En mi remota juventud, no tan remota en los recuerdos y en los apuros de vida, fui empleado bancario durante ocho años. Cuando entré a ``la Mexicana'', nombre de familia para la Sociedad Mexicana de Crédito Industrial, S.A., que dirigía Antonio Sacristán y presidía Adolfo Desentis, cursaba el tercer año de Leyes. Mi ingreso fue al día siguiente del entierro de mi padre.
No tenía yo ni la más remota idea del negocio bancario. Ocho años después, en la dura enseñanza de los funcionarios de segundo nivel que venían de la Banca española, había aprendido muchas cosas.

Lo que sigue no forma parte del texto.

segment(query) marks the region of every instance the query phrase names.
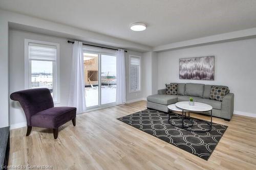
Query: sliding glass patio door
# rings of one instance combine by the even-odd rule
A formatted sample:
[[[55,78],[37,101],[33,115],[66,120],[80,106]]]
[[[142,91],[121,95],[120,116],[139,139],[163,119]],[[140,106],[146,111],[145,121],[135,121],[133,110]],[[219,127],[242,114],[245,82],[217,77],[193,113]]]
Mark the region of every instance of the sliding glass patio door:
[[[114,105],[116,102],[116,57],[85,51],[84,88],[87,109]]]

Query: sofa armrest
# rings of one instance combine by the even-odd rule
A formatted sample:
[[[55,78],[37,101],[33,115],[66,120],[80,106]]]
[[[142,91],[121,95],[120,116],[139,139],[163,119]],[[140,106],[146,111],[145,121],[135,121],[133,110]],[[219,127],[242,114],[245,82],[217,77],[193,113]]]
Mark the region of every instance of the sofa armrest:
[[[234,94],[229,93],[224,98],[221,104],[222,117],[231,119],[234,111]]]
[[[160,89],[157,91],[157,93],[158,94],[165,94],[165,89]]]

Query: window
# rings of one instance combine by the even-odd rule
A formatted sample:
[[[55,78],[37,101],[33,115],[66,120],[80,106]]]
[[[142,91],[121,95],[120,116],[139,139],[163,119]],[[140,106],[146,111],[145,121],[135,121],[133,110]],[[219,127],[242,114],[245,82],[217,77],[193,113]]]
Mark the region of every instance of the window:
[[[140,57],[130,56],[130,92],[140,91]]]
[[[25,39],[25,88],[47,88],[55,103],[59,99],[59,45]]]

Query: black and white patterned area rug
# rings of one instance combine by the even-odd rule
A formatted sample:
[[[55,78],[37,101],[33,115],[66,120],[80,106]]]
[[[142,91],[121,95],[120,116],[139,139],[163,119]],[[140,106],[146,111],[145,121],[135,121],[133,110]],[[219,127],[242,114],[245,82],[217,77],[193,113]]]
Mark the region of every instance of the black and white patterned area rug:
[[[180,116],[172,114],[170,117]],[[202,159],[207,160],[227,126],[212,123],[212,130],[208,132],[194,132],[170,125],[168,114],[160,111],[146,109],[117,119],[170,143]],[[204,120],[190,117],[194,125],[191,130],[208,129]],[[185,121],[185,125],[189,122]],[[173,119],[170,123],[180,125],[181,119]]]

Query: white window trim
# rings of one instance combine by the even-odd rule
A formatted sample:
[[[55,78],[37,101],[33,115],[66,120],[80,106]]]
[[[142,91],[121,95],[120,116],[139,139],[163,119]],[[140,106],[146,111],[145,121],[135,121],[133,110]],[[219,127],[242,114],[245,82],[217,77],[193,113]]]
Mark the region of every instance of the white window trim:
[[[140,59],[140,71],[139,71],[139,89],[137,90],[131,90],[131,81],[130,81],[130,75],[131,75],[131,57],[137,57]],[[136,56],[134,55],[129,55],[129,93],[135,93],[141,91],[141,57],[139,56]]]
[[[25,80],[25,89],[30,88],[30,81],[31,81],[31,61],[29,59],[29,43],[35,43],[42,44],[54,45],[56,47],[56,63],[53,66],[53,69],[55,69],[56,74],[53,75],[54,82],[56,82],[56,84],[54,84],[53,88],[56,90],[56,100],[54,100],[54,104],[60,103],[60,71],[59,71],[59,44],[47,41],[38,41],[29,39],[25,39],[24,41],[24,58],[25,58],[25,72],[24,72],[24,80]]]
[[[101,80],[100,78],[100,70],[101,70],[101,55],[110,55],[115,56],[117,57],[116,51],[114,51],[112,50],[107,50],[107,49],[100,49],[99,50],[98,47],[93,47],[91,46],[88,46],[87,45],[83,45],[83,53],[89,53],[92,54],[95,54],[98,55],[98,87],[99,89],[100,89],[98,91],[98,105],[87,107],[87,112],[90,111],[92,110],[95,110],[97,109],[101,109],[102,108],[105,108],[113,106],[116,105],[116,102],[112,102],[104,104],[101,104]],[[117,67],[116,68],[117,68]]]

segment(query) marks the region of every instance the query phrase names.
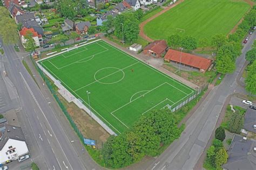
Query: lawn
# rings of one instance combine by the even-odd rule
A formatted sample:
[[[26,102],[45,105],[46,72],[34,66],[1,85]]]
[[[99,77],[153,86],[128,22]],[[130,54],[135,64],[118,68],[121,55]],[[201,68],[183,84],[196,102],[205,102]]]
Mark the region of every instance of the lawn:
[[[210,39],[217,33],[227,35],[250,8],[242,0],[185,0],[149,22],[144,32],[153,39],[174,33]]]
[[[103,41],[46,59],[56,79],[117,134],[142,115],[173,108],[194,90]]]

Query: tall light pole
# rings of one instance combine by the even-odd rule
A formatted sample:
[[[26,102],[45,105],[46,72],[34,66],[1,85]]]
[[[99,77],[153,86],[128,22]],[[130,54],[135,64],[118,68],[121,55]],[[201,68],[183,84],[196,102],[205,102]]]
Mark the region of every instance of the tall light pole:
[[[180,74],[180,64],[181,63],[181,53],[182,53],[182,51],[183,48],[181,47],[179,47],[179,49],[180,49],[180,58],[179,59],[179,74]]]
[[[92,111],[91,110],[91,105],[90,104],[90,98],[89,98],[89,94],[90,94],[91,93],[89,92],[88,90],[86,91],[86,93],[87,93],[87,96],[88,96],[88,103],[89,104],[90,115],[91,115],[91,119],[92,120]]]
[[[121,23],[122,24],[122,31],[123,32],[123,46],[124,46],[124,24]]]

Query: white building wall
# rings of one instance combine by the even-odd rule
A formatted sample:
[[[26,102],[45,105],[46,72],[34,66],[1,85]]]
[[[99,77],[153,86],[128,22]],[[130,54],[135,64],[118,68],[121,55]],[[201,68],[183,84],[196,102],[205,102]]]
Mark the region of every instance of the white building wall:
[[[15,150],[9,148],[10,146]],[[8,151],[9,151],[8,152]],[[11,152],[12,153],[10,153]],[[8,154],[6,154],[6,152]],[[9,160],[16,160],[19,157],[29,153],[29,150],[26,143],[24,141],[9,139],[1,151],[0,151],[0,163],[4,164]]]

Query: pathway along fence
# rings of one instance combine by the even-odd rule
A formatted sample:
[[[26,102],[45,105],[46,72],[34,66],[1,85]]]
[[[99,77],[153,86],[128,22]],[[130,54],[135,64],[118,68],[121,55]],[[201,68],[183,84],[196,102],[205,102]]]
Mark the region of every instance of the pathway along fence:
[[[52,87],[51,83],[51,81],[49,80],[48,77],[47,77],[43,72],[43,71],[38,67],[36,63],[36,61],[32,58],[32,57],[30,57],[30,59],[32,60],[32,62],[33,62],[34,66],[36,67],[37,71],[39,72],[40,75],[41,75],[42,77],[44,80],[44,82],[47,85],[47,87],[48,87],[49,89],[50,89],[50,91],[51,91],[51,93],[52,94],[54,98],[56,100],[57,102],[58,103],[58,104],[59,105],[60,108],[62,109],[62,111],[64,114],[65,116],[66,116],[66,117],[67,118],[68,120],[69,120],[69,123],[71,125],[71,126],[74,129],[76,133],[77,133],[77,135],[78,136],[79,138],[81,140],[82,143],[83,144],[84,142],[84,136],[81,133],[81,131],[79,130],[78,128],[77,127],[77,125],[76,123],[74,122],[73,119],[72,119],[72,117],[70,116],[69,115],[69,112],[66,110],[66,108],[64,105],[64,104],[62,103],[60,101],[60,100],[59,98],[58,97],[57,94],[57,91],[56,91],[54,88]]]

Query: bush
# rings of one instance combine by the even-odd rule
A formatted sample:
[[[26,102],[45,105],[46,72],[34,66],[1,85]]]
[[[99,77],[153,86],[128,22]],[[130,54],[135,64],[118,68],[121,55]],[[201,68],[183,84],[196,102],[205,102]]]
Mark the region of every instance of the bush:
[[[226,138],[226,134],[225,134],[225,130],[221,126],[218,128],[215,131],[215,138],[220,141],[224,140]]]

Unos cuantos años hice, en rigor, de auxiliar contable. Después me mandaron a un departamento de filiales cuyo único empleado era yo mismo que se encargaba de ordenar libros de actas y algunas cosillas más. Poco más del último año, serví en el Departamento Jurídico que tenía un jefe, Emilio Krieger, abogado de virtudes excepcionales y en los principios, un solo empleado: yo.
La experiencia fue formidable. Pero de todo, recuerdo en particular el orden moral con que se manejaban las cosas. Lo que años después fue Somex, creció en el rigor administrativo más absoluto. El sentido del deber, el escrúpulo frente a cualquier situación eran reglas inflexibles. Y en mi contacto con los bancos con los que la Mexicana trataba, pude darme cuenta del cuidado con que en ellos, gobernados por ilustres banqueros de nombres ya históricos, las reglas eran las mismas.

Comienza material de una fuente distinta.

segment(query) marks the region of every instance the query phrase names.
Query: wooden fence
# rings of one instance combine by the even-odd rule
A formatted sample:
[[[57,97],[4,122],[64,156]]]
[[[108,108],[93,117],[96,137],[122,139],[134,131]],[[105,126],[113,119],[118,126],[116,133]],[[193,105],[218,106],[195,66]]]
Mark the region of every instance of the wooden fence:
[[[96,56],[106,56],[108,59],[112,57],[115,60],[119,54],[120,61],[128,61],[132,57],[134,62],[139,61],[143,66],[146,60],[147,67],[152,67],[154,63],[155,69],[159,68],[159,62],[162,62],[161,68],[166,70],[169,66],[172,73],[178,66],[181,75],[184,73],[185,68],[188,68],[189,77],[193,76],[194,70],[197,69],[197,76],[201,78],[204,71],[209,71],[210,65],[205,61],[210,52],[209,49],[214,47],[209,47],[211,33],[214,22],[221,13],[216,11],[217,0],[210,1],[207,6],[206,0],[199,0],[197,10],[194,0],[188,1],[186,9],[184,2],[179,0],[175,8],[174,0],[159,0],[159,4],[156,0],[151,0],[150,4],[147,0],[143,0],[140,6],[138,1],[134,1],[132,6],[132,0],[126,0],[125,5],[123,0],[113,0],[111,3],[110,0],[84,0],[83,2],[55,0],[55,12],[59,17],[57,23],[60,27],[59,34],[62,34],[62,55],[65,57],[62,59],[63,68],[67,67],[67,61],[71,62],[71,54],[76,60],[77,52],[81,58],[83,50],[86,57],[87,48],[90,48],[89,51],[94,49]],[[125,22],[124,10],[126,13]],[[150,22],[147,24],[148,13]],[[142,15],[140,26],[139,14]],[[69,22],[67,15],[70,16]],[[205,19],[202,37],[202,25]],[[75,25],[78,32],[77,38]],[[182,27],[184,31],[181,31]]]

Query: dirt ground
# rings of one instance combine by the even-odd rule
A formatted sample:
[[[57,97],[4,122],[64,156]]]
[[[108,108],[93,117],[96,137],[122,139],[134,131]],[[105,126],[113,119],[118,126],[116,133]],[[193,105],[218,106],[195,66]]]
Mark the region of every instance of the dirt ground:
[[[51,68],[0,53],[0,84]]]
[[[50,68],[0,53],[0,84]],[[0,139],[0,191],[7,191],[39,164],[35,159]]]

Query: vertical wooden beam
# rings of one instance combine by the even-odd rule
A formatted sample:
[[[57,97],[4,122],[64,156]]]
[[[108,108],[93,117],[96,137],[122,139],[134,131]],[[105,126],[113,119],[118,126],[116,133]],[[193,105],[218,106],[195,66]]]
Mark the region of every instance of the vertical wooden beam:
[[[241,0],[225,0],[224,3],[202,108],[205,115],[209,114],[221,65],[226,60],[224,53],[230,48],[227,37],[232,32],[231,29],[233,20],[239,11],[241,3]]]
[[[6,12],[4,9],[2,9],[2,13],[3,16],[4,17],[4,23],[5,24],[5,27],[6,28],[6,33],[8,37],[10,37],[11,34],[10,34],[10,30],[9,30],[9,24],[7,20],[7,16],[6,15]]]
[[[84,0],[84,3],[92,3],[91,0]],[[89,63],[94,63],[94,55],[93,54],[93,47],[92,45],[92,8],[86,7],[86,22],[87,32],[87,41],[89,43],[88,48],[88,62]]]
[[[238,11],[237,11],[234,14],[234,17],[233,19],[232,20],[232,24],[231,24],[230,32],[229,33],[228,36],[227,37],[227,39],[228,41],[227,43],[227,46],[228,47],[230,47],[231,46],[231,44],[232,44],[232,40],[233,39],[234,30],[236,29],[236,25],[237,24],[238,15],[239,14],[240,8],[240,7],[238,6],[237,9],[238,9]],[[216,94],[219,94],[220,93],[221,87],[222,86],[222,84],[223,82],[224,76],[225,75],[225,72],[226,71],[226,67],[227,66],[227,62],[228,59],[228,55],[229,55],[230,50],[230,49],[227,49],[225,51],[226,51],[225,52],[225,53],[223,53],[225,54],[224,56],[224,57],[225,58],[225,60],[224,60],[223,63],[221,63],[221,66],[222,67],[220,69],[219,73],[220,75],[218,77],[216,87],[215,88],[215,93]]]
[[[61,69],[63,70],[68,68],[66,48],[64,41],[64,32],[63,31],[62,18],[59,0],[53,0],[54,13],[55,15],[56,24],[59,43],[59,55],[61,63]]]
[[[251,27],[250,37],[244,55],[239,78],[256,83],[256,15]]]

Se expropió la Banca en 1982, en aquel inolvidable último informe de López Portillo. Había habido por lo visto una notable fuga de capitales que la Banca, eso sí, auspiciaba. A Miguel de la Madrid no le hizo ninguna gracia recibir las cosas de esa manera. Durante su gobierno los intereses privados se orientaron hacia la especulación en la Bolsa. No puede olvidarse el diciembre de 1987.
Salinas de Gortari regresó la Banca a la vida privada. Pero no fueron ya los mismos personajes. Los hombres de fortuna ganada a costa de muchas cosas, sustituyeron a los viejos banqueros a los que ya no se dio acceso a sus antiguos dominios. No faltó, en los principios, alguna represión modélica para bajar los deseos de recuperación. Era la época primera de Salinas de Gortari, con ejemplos amenazantes para los sindicatos, los empresarios y los banqueros. Tomaron nota. Algunos desde la cárcel.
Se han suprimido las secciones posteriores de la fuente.